Potential of CD19-CAR T Cell Therapy
Academic clinical data1 published in Nature Medicine in September 2022 demonstrate that a CD19-CAR T cell therapy with a 4-1BB co-stimulatory domain following lymphodepletion with fludarabine and cyclophosphamide induced a clinical remission in five out of five patients with severe, refractory SLE, with up to 17 months of follow up. The safety data demonstrated low risk of cytokine release syndrome (CRS), with grade 1 CRS observed in 3 out of 5 patients, and no observation of neurotoxicity (immune effector cell-associated neurotoxicity syndrome, or ICANS), of any grade. New B cells repopulated within 2-5 months of CAR T infusion in all patients, with no evidence of recurrence of disease or autoantibodies following repopulation.

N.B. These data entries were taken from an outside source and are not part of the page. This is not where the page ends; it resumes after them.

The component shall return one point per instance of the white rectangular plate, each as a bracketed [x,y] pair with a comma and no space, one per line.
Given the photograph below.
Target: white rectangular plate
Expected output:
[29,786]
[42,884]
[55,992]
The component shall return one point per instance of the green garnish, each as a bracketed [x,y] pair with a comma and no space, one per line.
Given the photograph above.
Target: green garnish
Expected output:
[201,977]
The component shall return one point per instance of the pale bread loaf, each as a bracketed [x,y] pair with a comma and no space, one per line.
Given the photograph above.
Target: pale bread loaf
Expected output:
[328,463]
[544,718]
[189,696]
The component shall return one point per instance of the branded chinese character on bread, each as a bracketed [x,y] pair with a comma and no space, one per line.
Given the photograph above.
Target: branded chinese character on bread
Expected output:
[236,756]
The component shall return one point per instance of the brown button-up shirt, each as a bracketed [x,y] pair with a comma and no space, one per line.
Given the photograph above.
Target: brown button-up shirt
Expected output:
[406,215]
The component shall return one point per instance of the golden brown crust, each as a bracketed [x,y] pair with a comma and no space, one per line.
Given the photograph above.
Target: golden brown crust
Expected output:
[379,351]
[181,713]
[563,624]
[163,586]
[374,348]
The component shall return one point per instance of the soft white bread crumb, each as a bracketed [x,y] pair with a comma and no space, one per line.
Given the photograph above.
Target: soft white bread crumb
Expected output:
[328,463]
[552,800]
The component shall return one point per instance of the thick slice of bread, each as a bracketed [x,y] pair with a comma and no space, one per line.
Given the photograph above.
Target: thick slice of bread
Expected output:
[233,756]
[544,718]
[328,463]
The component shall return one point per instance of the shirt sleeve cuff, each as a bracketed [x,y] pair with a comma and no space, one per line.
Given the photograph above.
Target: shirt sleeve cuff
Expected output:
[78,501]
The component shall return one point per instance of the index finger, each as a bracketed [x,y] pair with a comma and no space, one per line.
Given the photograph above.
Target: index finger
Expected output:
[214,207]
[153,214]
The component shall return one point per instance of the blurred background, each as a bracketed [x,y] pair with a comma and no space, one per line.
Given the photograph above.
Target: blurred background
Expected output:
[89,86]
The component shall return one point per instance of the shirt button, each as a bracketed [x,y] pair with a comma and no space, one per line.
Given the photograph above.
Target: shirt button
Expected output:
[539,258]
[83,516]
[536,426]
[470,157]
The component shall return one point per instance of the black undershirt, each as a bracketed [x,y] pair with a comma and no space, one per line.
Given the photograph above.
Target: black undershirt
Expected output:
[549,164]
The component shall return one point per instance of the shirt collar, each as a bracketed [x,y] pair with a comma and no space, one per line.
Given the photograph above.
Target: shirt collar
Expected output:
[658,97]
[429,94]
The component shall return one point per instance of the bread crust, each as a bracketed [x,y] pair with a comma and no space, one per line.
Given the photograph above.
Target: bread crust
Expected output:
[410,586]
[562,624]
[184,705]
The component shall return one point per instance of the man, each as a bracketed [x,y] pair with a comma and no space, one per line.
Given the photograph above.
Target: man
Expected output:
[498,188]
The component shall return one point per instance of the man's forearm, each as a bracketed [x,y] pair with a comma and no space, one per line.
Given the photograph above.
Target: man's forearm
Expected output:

Our licensed fully human CD19 binder has been clinically evaluated in a dual-CD19xCD22 CAR T under development for B cell leukemia and lymphoma in an investigator-initiated trial in China, where it has shown promising tolerability in ~20 patients. Developed through screening of 100 billion antibody fragments, our CD19 binder was identified and evaluated using FMC63 – the CD19 binder employed in the Nature Medicine study1 – as a benchmark. Compared to FMC63, our binder exhibits similar biologic activity.2 Given its similarity to the CD19-CAR T construct employed in the trial conducted by Professor Georg Schett and his colleagues, including incorporation of a 4-1BB co-stimulatory domain, CABA-201 may have the potential to transform treatment of B cell-mediated autoimmune diseases.
1 Mackensen, Andreas, et al. "Anti-CD19 CAR T cell therapy for refractory systemic lupus erythematosus." Nature Medicine (2022): 1-9.
2 Dai, Zhenyu, et al. "Development and functional characterization of novel fully human anti‐CD19 chimeric antigen receptors for T‐cell therapy." Journal of Cellular Physiology 236.8 (2021): 5832-5847.